Tierratories too is a composite word whose definition blends the romantic concept of "tierra" - Spanish for "land," and "earth" with its implied meanings of cultural ancestry, belonging, and permanence - and "territory" as "a state-sanctioned demarcation of a geographical or conceptual space."(1)

These cityscapes speak at once of the timeless yet ever-changing nature of place as well as its relation to identity, individuals, and power by means of connection, appropriation, and negotiation. Yet they are also portraits: portraits of place defined by the unique confluence of color, light, street signs, graffiti, advertisements, and architecture. Each sign - whether an official city code or an anonymous inscription - is equally revealing, each integral to the whole.

Although shot in L.A., Hebert’s vistas are ambiguous and ubiquitous. They can suggest a contemporary correlation to the Chicano muralist movement or to the aesthetics of rasquachismo.(2) They can evoke the Southwest, Mexico, and border culture.
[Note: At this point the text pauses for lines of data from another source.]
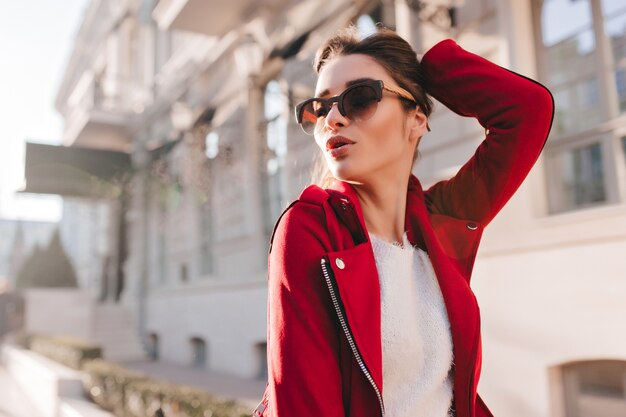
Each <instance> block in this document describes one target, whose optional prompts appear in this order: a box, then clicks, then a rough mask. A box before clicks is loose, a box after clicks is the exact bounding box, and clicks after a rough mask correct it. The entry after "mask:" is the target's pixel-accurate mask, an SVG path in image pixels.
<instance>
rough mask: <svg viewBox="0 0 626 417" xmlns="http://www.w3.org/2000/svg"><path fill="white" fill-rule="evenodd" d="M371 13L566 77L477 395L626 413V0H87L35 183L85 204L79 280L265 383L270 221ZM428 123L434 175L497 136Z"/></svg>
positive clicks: (556, 107) (429, 184) (178, 358)
mask: <svg viewBox="0 0 626 417" xmlns="http://www.w3.org/2000/svg"><path fill="white" fill-rule="evenodd" d="M375 22H382V23H384V24H385V25H387V26H389V27H392V28H395V29H396V30H397V31H398V32H399V33H400V34H401V35H402V36H404V37H405V38H406V39H407V40H409V41H410V42H411V44H412V45H413V46H414V48H415V49H416V50H417V51H418V52H419V53H423V52H425V51H426V50H427V49H428V48H429V47H431V46H432V45H434V44H435V43H436V42H438V41H439V40H441V39H443V38H446V37H453V38H455V39H456V40H457V42H459V43H460V45H461V46H463V47H464V48H465V49H468V50H470V51H472V52H475V53H478V54H480V55H482V56H484V57H486V58H487V59H490V60H492V61H494V62H496V63H498V64H500V65H502V66H504V67H506V68H509V69H511V70H513V71H516V72H518V73H521V74H523V75H526V76H528V77H531V78H533V79H537V80H539V81H541V82H542V83H544V84H545V85H547V86H548V87H549V88H550V89H551V90H552V92H553V94H554V98H555V101H556V110H557V111H556V117H555V121H554V125H553V129H552V133H551V136H550V139H549V141H548V143H547V145H546V148H545V149H544V153H543V156H542V157H541V159H540V161H539V163H538V164H537V166H536V167H535V169H534V170H533V171H532V172H531V174H530V176H529V178H528V179H527V181H526V182H525V183H524V185H523V186H522V188H521V189H520V190H519V192H518V193H517V194H516V196H515V197H514V198H513V200H512V201H511V202H510V203H509V204H508V206H507V207H506V208H505V209H504V211H503V212H502V213H501V214H500V216H499V217H498V218H497V219H496V220H495V221H494V222H493V223H492V224H491V225H490V227H489V228H488V230H487V232H486V234H485V237H484V240H483V246H482V248H481V250H480V252H479V257H478V260H477V262H476V269H475V272H474V280H473V286H474V288H475V292H476V294H477V297H478V298H479V302H480V305H481V310H482V315H483V327H482V331H483V335H484V339H483V347H484V364H483V374H482V378H481V384H480V386H479V391H480V392H481V395H482V396H483V398H485V401H486V402H487V403H488V404H489V405H490V407H491V408H492V411H493V412H494V414H496V415H508V416H512V417H516V416H519V417H528V416H537V417H539V416H541V417H544V416H588V415H593V416H599V417H602V416H624V415H626V332H625V331H624V317H626V303H624V301H623V300H624V294H626V257H624V255H623V254H624V253H626V157H625V154H626V113H625V112H626V3H624V2H623V1H621V0H543V1H542V0H510V1H507V0H427V1H413V0H397V1H393V0H382V1H368V0H356V1H349V0H337V1H334V2H325V1H321V0H303V1H294V0H263V1H251V0H230V1H228V2H225V1H211V2H206V1H201V0H160V1H154V0H152V1H151V0H111V1H102V0H92V1H91V3H90V5H89V7H88V9H87V11H86V13H85V18H84V21H83V23H82V26H81V28H80V30H79V32H78V35H77V37H76V41H75V46H74V50H73V53H72V56H71V58H70V60H69V62H68V63H67V68H66V71H65V74H64V77H63V80H62V83H61V85H60V86H59V91H58V96H57V100H56V107H57V109H58V111H59V112H60V113H61V114H62V115H63V117H64V120H65V134H64V138H63V146H60V147H52V146H49V145H38V144H29V145H28V147H27V155H26V180H27V186H26V191H30V192H39V193H51V194H60V195H64V196H66V197H68V198H74V199H75V200H73V201H75V203H72V205H71V206H72V207H70V204H68V205H67V206H66V207H67V208H66V210H68V211H69V210H74V211H79V212H81V213H82V214H80V215H78V216H64V220H63V222H62V226H61V230H62V231H63V235H64V236H68V234H71V233H72V231H76V230H79V229H80V230H84V231H85V232H84V233H85V236H86V237H85V239H87V240H89V241H90V242H92V243H91V245H92V247H91V249H88V250H87V254H82V255H81V254H80V253H79V252H80V251H81V249H84V248H85V246H84V245H83V243H81V241H79V240H75V241H74V242H71V243H68V244H67V246H69V247H74V248H75V249H72V250H70V252H72V253H74V254H75V255H74V256H76V257H81V256H82V257H84V259H93V260H94V262H93V263H91V264H89V262H88V261H84V262H81V264H80V265H81V266H78V267H77V270H79V269H83V268H84V271H85V272H84V278H81V283H82V285H83V286H84V287H90V288H99V291H97V292H96V293H97V294H99V297H100V299H102V300H103V301H104V302H105V303H109V304H115V303H117V304H119V305H122V306H124V307H125V308H128V309H130V310H131V311H132V317H133V322H134V323H135V326H136V330H137V334H138V335H139V336H140V337H141V338H142V340H143V341H144V345H145V347H146V349H147V350H148V351H149V352H150V354H151V355H152V357H153V358H154V359H158V360H162V361H167V362H174V363H179V364H181V365H188V366H194V367H198V368H204V369H207V370H215V371H220V372H226V373H230V374H233V375H237V376H240V377H245V378H250V379H254V378H258V379H261V380H262V379H264V378H265V377H266V360H265V357H266V330H267V329H266V317H267V311H266V297H267V292H266V280H267V270H266V268H267V259H266V255H267V249H268V241H269V236H270V234H271V231H272V228H273V225H274V223H275V221H276V219H277V217H278V216H279V214H280V213H281V211H282V210H283V209H284V208H285V207H286V205H287V204H288V203H289V202H290V201H291V200H293V199H295V198H297V196H298V194H299V192H300V191H301V189H302V188H304V186H306V185H307V184H308V183H309V180H310V170H311V166H312V161H313V156H314V155H315V153H316V152H317V150H316V147H315V144H314V142H313V141H312V140H311V138H310V137H308V136H305V135H304V134H303V133H301V131H300V128H299V127H298V126H297V124H296V123H295V120H294V118H293V116H292V113H293V111H292V109H293V106H294V104H295V103H297V102H298V101H300V100H302V99H304V98H307V97H309V96H311V95H312V93H313V91H314V84H315V76H314V74H313V71H312V69H311V61H312V58H313V55H314V53H315V50H316V49H317V47H318V46H319V45H320V44H321V42H322V41H323V40H324V39H326V38H327V37H329V36H330V35H332V34H333V33H334V32H335V31H336V30H337V29H338V28H341V27H344V26H346V25H347V24H349V23H354V24H356V25H357V26H358V27H359V29H360V30H361V31H363V33H369V32H371V31H373V30H374V23H375ZM530 117H532V115H530ZM431 126H432V132H431V133H429V134H428V135H426V137H425V138H424V140H423V142H422V145H421V154H422V156H421V159H420V160H419V162H418V164H417V166H416V168H415V173H416V174H417V175H418V177H419V178H420V179H421V181H422V183H423V184H424V185H425V186H428V185H430V184H432V183H434V182H435V181H438V180H440V179H444V178H448V177H450V176H452V175H454V173H455V172H456V170H457V169H458V168H459V167H460V166H461V165H462V164H463V163H464V162H465V161H466V160H467V159H468V158H469V157H470V156H471V154H472V153H473V151H474V150H475V148H476V147H477V146H478V144H479V143H480V142H481V140H482V139H483V138H484V129H483V128H482V127H481V126H480V125H479V124H478V123H477V122H476V121H475V120H473V119H463V118H460V117H459V116H456V115H454V114H453V113H451V112H450V111H448V110H447V109H445V107H444V106H442V105H439V106H438V108H437V111H436V112H435V113H434V115H433V116H432V120H431ZM80 204H87V205H89V206H85V207H87V208H84V209H83V208H81V207H83V206H81V205H80ZM81 239H82V238H81ZM70 240H71V239H70ZM94 242H97V243H94ZM81 259H82V258H81ZM83 265H84V266H83ZM99 272H100V273H99Z"/></svg>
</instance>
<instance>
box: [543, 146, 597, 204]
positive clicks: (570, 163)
mask: <svg viewBox="0 0 626 417" xmlns="http://www.w3.org/2000/svg"><path fill="white" fill-rule="evenodd" d="M602 162H603V161H602V148H601V145H600V144H599V143H594V144H592V145H586V146H583V147H579V148H574V149H569V150H567V151H565V152H558V153H556V154H555V155H554V156H550V157H548V163H549V169H551V170H552V172H550V177H552V178H556V179H558V181H557V182H556V183H555V184H551V194H550V206H551V207H552V210H553V211H554V212H560V211H566V210H570V209H573V208H577V207H586V206H590V205H594V204H597V203H602V202H604V201H606V192H605V185H604V184H605V181H604V170H603V163H602Z"/></svg>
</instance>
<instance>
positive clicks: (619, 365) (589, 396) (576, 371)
mask: <svg viewBox="0 0 626 417" xmlns="http://www.w3.org/2000/svg"><path fill="white" fill-rule="evenodd" d="M560 384H562V387H563V389H562V392H563V398H562V399H561V400H562V401H563V402H564V411H565V413H564V414H565V416H577V417H615V416H623V415H626V361H618V360H596V361H585V362H576V363H571V364H566V365H563V366H562V367H561V381H560Z"/></svg>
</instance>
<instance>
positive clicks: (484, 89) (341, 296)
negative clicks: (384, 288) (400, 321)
mask: <svg viewBox="0 0 626 417" xmlns="http://www.w3.org/2000/svg"><path fill="white" fill-rule="evenodd" d="M422 66H423V68H424V70H425V73H426V80H427V85H426V91H427V92H428V93H429V94H431V95H432V96H433V97H434V98H436V99H437V100H439V101H440V102H442V103H443V104H445V105H446V106H447V107H449V108H450V109H451V110H453V111H454V112H456V113H458V114H460V115H462V116H470V117H475V118H477V119H478V120H479V122H480V123H481V125H482V126H483V127H484V128H485V129H486V130H487V131H488V134H487V137H486V138H485V140H484V141H483V142H482V144H481V145H480V146H479V147H478V149H477V150H476V153H475V154H474V155H473V157H472V158H471V159H470V160H469V161H468V162H467V163H466V164H465V165H463V167H462V168H461V169H460V170H459V172H458V173H457V174H456V175H455V176H454V177H453V178H452V179H450V180H447V181H441V182H438V183H437V184H435V185H434V186H432V187H431V188H430V189H428V190H426V191H423V190H422V187H421V185H420V183H419V181H418V179H417V178H416V177H415V176H411V178H410V181H409V186H408V190H407V209H406V231H407V235H408V238H409V241H410V242H411V243H413V244H416V245H418V246H420V247H422V248H423V249H425V250H426V251H427V252H428V255H429V257H430V259H431V262H432V264H433V267H434V270H435V272H436V274H437V278H438V281H439V285H440V287H441V291H442V293H443V297H444V300H445V304H446V308H447V312H448V317H449V320H450V327H451V332H452V340H453V345H454V348H453V352H454V367H455V368H454V396H453V401H454V407H455V410H456V415H457V416H458V417H470V416H490V415H491V413H490V412H489V410H488V409H487V407H486V406H485V404H484V403H483V402H482V400H481V398H480V397H479V396H478V394H477V393H476V386H477V385H478V379H479V375H480V368H481V339H480V314H479V308H478V305H477V303H476V298H475V296H474V294H473V292H472V290H471V289H470V286H469V284H470V276H471V272H472V267H473V264H474V259H475V257H476V252H477V249H478V244H479V242H480V237H481V234H482V232H483V229H484V227H485V226H486V225H487V224H488V223H489V222H490V221H491V219H492V218H493V217H494V216H495V215H496V213H498V211H499V210H500V209H501V208H502V207H503V206H504V204H505V203H506V202H507V201H508V200H509V198H510V197H511V196H512V195H513V193H514V192H515V191H516V190H517V188H518V187H519V186H520V184H521V183H522V181H523V180H524V178H525V177H526V175H527V174H528V171H529V170H530V169H531V167H532V166H533V164H534V163H535V161H536V160H537V158H538V156H539V153H540V152H541V150H542V148H543V146H544V143H545V141H546V139H547V136H548V132H549V131H550V127H551V124H552V118H553V112H554V102H553V99H552V96H551V94H550V92H549V91H548V90H547V89H546V88H545V87H543V86H542V85H540V84H538V83H536V82H535V81H532V80H530V79H528V78H525V77H523V76H521V75H518V74H516V73H513V72H511V71H508V70H506V69H504V68H501V67H499V66H497V65H495V64H493V63H491V62H489V61H487V60H485V59H483V58H481V57H479V56H477V55H474V54H472V53H469V52H467V51H465V50H463V49H461V48H460V47H459V46H458V45H457V44H456V43H455V42H454V41H452V40H445V41H442V42H440V43H439V44H437V45H436V46H434V47H433V48H432V49H430V50H429V51H428V52H427V53H426V54H425V55H424V57H423V59H422ZM268 268H269V292H268V343H267V345H268V369H269V381H268V386H267V390H266V393H265V396H264V400H263V402H262V403H261V404H260V406H259V408H257V411H256V413H257V415H264V416H274V417H295V416H298V417H305V416H323V417H348V416H349V417H370V416H371V417H375V416H383V415H384V404H383V401H382V392H383V389H384V386H383V381H382V347H381V330H380V323H381V312H380V287H379V281H378V275H377V270H376V264H375V260H374V254H373V251H372V246H371V243H370V241H369V239H368V234H367V231H366V228H365V222H364V220H363V215H362V212H361V208H360V205H359V200H358V198H357V196H356V193H355V191H354V189H353V188H352V186H351V185H350V184H348V183H345V182H342V181H335V182H334V184H333V186H332V187H331V188H329V189H327V190H323V189H321V188H319V187H317V186H309V187H308V188H306V189H305V190H304V191H303V192H302V194H301V195H300V197H299V199H298V200H296V201H295V202H293V203H292V204H291V205H290V206H289V208H288V209H287V210H285V212H284V213H283V215H282V216H281V218H280V219H279V221H278V222H277V224H276V227H275V229H274V234H273V237H272V245H271V246H270V254H269V266H268ZM388 417H395V416H388Z"/></svg>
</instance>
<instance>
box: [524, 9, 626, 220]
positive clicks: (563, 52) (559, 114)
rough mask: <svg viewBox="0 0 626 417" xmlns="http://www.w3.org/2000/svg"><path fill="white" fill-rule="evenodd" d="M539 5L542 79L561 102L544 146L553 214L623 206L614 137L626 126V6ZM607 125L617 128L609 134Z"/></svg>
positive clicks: (622, 181)
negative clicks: (603, 128) (620, 198)
mask: <svg viewBox="0 0 626 417" xmlns="http://www.w3.org/2000/svg"><path fill="white" fill-rule="evenodd" d="M534 3H535V7H536V14H535V15H536V29H537V32H538V33H539V36H538V37H537V42H538V44H537V51H538V54H539V59H538V62H539V64H540V79H541V81H542V82H543V83H545V84H546V85H547V86H548V87H549V88H550V90H551V91H552V93H553V95H554V100H555V105H556V113H555V118H554V124H553V127H552V132H551V136H550V139H549V141H548V144H547V147H546V153H547V154H548V155H549V156H548V158H547V165H546V170H547V176H548V179H547V180H548V193H549V209H550V212H551V213H558V212H563V211H571V210H576V209H580V208H587V207H592V206H597V205H603V204H607V203H619V202H620V201H618V200H619V195H620V194H619V193H618V192H617V190H618V189H619V188H626V178H625V177H624V172H626V171H624V170H621V169H616V166H618V163H619V160H620V159H615V160H613V159H612V158H621V157H622V156H621V153H620V152H621V150H619V149H615V148H617V147H618V146H619V145H618V143H619V141H616V140H613V138H616V136H615V135H616V132H617V131H618V130H623V129H624V128H625V127H626V118H623V117H620V116H621V114H622V113H625V112H626V3H625V2H624V1H623V0H622V1H621V0H576V1H572V0H534ZM564 16H567V18H564ZM607 122H611V123H610V124H611V126H612V128H613V129H614V130H613V131H611V132H609V133H608V134H604V135H603V134H602V130H603V126H605V125H606V124H607ZM604 130H606V128H604ZM594 137H597V138H598V139H597V140H595V141H592V140H591V139H592V138H594ZM622 203H623V201H622Z"/></svg>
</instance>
The fact that they are representations of Los Angeles, however, adds another narrative tension to the amalgam of different aesthetics and temporalities so distinctive of so-called Third World cities.

Hebert’s second photographic series, Hay una vieja que está enamorada (there’s an old woman who is in love), includes landscapes from his mother’s native Panama paired with portraits of family members, whose varied geographies and races reflect the diasporic multiplicities that so fascinate the artist.

His No Haters Hereseries features elegant black and white portraits of California teens created for an anti-hate crime campaign in Los Angeles County. Using lenticular technology to create a “3D” effect, Hebert borrows from corporate presentation techniques to honor the youth he has worked with as a teacher, mentor, artist and friend. While the Tierratories sequence of photos shows desolate urban environments empty of any human presence, the second and third series are celebrations of individuals.

Hebert’s aesthetic universe offers a utopian environment where eclectic urban signs of economic and cultural disparity co-exist and coalesce seamlessly. In his artistic space, people —as he powerfully portrays them— reveal the intrinsic beauty and character of their choices, affections and singularity.

Whether he portrays individuals of color or the signs we/they inscribe in the ever-evolving urban-scenes, Hebert’s poetics of diversity is both visually arresting and delicately political. Each photo captures myriad visual and cultural nuances that are lit up with a sense of dignity and that speak eloquently of his notion of Somoson/. The beauty is there.


Notes:
(1) Hebert, Patrick. "Untitled. From the series tierratories, 2000", in Metropolis, disClosure: A Journal of Social Theory. (Lexington, KY: University of Kentucky, no. 11, 2002)

(2) Rasquachismo is a rough, colorful, energetic home-made style adopted by some Chicano/Latino artists as a counter-aesthetic against the slick, sterile look favored in many galleries and museums.